GABA receptors, found on the surfaces of neurons, dampen brain activity to ensure that messages are sent at the proper rate and to the proper places. A failure to deliver the message results in unconsciousness, while too much activity in the brain can cause seizures and electrical connections to go haywire, delivering messages to the wrong recipients.

“GABA receptors strike a balance in the brain,” says Goel. When particular GABA molecules bind to these receptors, they decrease the positive message traveling between neurons and send a negative one of their own by allowing negatively charged particles to flow into cells. The negative message causes muscles to relax and reduces anxiety. Anesthetics such as propofol cause unconsciousness by binding to GABA receptors and enhancing the negative message.

Goel wants to find out whether endozepenes, thought to be secreted by neuronal helpers called glial cells, might function in a similar way—and to ultimately determine whether the molecules could be exploited for anesthesia.

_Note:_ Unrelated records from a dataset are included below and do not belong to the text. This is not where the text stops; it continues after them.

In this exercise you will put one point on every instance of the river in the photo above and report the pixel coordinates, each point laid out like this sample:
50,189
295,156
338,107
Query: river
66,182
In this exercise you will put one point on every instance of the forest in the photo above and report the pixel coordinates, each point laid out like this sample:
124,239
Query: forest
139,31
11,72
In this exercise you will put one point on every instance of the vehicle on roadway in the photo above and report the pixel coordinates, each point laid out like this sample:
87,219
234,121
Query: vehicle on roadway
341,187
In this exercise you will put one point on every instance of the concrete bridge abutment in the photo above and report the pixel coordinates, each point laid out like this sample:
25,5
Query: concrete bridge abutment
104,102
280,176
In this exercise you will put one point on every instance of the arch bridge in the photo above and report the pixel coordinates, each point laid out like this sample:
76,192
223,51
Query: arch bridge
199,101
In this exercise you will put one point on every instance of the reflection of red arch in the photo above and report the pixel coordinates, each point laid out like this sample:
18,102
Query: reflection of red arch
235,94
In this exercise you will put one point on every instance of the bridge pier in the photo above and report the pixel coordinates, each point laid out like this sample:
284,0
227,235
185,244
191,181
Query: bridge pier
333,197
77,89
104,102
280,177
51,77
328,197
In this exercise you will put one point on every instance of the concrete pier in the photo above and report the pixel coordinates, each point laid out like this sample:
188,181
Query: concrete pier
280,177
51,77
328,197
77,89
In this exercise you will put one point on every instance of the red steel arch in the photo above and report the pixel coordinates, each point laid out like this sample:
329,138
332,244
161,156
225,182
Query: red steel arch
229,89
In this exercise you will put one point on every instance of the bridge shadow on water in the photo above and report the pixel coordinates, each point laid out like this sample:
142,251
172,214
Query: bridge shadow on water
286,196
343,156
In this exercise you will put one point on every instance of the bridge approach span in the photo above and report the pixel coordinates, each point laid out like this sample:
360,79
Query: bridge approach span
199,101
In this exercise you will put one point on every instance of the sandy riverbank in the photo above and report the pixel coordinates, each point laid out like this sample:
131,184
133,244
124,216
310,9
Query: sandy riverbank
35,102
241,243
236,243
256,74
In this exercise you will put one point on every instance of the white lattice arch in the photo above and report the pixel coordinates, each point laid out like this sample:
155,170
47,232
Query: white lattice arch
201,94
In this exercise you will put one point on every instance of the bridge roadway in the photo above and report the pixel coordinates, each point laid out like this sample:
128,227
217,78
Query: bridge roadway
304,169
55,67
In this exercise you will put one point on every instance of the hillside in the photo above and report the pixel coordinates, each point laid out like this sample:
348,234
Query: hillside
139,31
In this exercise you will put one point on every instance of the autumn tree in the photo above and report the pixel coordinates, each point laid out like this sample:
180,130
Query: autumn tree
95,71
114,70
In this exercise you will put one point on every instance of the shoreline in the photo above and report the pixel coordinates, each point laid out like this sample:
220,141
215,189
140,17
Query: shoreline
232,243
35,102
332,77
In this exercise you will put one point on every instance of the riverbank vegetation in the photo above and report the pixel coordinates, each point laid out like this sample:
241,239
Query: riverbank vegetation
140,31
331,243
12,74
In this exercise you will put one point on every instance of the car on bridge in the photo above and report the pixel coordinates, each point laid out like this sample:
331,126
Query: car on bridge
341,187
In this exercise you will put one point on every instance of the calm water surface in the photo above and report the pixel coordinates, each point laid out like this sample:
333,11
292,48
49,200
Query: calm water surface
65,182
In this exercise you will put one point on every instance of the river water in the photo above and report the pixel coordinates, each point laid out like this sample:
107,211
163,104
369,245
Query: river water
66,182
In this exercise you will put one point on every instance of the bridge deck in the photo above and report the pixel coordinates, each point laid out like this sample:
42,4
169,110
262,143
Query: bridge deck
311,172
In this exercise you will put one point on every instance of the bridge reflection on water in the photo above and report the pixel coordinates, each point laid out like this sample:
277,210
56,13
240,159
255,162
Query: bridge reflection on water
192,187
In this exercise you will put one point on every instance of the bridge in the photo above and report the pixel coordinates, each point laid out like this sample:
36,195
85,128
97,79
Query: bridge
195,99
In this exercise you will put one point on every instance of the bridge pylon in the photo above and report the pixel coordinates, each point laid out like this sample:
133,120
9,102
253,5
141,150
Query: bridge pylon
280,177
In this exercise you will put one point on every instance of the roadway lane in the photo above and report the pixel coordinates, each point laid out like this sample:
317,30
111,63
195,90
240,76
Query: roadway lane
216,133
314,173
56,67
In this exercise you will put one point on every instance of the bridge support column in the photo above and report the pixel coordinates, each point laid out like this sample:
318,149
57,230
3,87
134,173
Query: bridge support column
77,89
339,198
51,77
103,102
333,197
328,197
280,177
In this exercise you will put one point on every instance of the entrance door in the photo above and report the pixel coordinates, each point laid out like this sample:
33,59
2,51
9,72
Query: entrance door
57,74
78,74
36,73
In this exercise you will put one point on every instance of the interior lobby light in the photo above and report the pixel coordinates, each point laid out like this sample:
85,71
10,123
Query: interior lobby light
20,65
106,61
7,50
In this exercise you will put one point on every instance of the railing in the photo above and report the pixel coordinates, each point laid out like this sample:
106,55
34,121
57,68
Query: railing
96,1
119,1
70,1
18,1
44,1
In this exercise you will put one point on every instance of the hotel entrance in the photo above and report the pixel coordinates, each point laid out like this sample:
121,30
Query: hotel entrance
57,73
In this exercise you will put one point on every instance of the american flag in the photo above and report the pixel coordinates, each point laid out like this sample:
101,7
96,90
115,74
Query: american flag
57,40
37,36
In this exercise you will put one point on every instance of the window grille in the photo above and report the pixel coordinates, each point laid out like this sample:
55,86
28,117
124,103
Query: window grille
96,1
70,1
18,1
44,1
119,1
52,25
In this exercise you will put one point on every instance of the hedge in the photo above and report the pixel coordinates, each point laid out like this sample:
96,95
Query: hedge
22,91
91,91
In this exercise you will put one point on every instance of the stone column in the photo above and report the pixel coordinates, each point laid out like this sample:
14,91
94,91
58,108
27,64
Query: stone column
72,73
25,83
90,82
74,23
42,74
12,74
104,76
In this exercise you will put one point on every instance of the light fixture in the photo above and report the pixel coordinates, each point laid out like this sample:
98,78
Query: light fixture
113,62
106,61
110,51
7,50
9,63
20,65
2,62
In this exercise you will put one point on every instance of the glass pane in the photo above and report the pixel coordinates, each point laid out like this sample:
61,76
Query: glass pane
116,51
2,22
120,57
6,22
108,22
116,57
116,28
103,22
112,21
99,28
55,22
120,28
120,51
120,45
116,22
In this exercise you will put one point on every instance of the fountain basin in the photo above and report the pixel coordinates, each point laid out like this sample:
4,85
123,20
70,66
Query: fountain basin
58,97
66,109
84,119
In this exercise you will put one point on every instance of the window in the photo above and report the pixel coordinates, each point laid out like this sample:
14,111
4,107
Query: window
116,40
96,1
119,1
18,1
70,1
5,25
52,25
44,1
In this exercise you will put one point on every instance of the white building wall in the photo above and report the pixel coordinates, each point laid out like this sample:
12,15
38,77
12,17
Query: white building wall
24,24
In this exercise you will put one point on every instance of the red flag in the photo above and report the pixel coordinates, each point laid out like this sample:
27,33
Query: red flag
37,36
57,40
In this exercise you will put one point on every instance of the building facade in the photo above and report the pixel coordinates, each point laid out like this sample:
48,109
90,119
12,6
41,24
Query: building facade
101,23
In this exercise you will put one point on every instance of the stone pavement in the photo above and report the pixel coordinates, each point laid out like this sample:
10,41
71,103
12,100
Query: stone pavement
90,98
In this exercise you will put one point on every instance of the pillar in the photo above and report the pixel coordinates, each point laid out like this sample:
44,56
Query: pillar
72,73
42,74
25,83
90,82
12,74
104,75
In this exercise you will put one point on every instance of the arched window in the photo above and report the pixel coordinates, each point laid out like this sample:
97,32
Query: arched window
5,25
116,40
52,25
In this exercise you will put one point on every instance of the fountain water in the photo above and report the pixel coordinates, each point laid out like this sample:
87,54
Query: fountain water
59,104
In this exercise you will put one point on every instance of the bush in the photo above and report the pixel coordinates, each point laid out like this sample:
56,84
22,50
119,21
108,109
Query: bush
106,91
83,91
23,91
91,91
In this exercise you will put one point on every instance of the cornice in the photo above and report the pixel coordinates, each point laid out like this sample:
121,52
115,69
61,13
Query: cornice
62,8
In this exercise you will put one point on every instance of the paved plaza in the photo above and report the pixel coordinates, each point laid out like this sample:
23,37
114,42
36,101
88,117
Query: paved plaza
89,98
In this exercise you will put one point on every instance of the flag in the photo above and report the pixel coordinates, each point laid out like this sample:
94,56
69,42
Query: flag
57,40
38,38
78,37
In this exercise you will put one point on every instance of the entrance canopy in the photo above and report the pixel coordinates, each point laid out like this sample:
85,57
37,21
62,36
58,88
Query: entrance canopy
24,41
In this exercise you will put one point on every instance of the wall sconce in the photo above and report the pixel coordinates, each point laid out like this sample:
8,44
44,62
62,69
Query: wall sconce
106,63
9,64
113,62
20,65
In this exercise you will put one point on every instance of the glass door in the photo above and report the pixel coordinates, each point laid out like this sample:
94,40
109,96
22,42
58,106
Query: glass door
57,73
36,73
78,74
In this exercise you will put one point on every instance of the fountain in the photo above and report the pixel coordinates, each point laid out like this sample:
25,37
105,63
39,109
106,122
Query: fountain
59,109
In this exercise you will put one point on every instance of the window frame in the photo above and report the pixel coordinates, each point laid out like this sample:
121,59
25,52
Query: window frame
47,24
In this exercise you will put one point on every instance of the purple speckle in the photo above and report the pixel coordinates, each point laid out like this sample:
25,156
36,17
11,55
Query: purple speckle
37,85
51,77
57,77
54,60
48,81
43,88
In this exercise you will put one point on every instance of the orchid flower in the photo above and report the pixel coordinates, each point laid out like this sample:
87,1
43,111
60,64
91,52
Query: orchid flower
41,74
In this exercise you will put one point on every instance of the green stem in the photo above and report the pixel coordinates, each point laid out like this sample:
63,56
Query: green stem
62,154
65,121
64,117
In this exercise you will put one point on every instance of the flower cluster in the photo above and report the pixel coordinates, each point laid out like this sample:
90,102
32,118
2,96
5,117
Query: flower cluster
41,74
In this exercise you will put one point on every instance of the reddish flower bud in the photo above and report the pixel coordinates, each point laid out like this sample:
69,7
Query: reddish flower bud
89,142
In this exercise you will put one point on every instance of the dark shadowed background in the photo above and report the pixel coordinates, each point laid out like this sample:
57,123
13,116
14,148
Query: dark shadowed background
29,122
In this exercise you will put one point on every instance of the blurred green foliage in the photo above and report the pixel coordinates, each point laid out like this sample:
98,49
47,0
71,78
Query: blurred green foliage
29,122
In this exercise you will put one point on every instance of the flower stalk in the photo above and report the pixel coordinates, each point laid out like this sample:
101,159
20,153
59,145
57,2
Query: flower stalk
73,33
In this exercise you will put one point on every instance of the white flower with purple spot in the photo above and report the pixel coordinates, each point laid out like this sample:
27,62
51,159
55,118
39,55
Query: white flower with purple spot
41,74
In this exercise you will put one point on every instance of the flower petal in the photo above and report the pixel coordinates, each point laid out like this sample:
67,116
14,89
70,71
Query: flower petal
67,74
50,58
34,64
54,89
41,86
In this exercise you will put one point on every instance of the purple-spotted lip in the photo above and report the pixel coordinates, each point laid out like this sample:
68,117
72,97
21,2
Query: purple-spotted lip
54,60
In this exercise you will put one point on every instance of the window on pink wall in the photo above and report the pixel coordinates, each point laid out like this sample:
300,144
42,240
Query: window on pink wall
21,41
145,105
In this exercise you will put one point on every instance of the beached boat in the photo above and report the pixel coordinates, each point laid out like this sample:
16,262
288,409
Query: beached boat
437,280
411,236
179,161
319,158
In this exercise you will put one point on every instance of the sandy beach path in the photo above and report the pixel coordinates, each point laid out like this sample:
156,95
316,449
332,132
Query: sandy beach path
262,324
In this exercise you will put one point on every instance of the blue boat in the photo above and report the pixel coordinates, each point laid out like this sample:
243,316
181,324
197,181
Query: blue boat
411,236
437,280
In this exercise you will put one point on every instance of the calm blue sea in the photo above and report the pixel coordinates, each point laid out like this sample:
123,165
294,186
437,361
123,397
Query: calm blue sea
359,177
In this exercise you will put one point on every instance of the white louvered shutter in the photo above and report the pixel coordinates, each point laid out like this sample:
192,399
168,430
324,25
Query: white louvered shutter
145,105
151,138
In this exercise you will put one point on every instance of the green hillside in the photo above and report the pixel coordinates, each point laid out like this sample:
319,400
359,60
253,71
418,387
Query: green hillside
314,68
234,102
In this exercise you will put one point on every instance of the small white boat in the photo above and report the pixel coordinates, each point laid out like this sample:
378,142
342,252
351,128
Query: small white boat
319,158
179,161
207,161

Instead of using neurons, Goel manipulates human embryonic kidney cells to express the same GABA receptors that brain cells usually do. She then washes the cells with propofol and endozepenes. An electrode allows her to measure the negative message inside the cells, an indicator of anesthetic activity, and compare activity for the two compounds.

If Goel finds that endozepenes control neurons in much the same way synthetic anesthetics do, she will try to determine the concentrations at which that process works most efficiently. But the road between laboratory and clinical use is a long one.

Goel explains, “After researchers discover that a novel anesthetic is comparable to a known anesthetic, tests must be done on mice and eventually humans before the novel anesthetic can be implemented in hospital procedures.”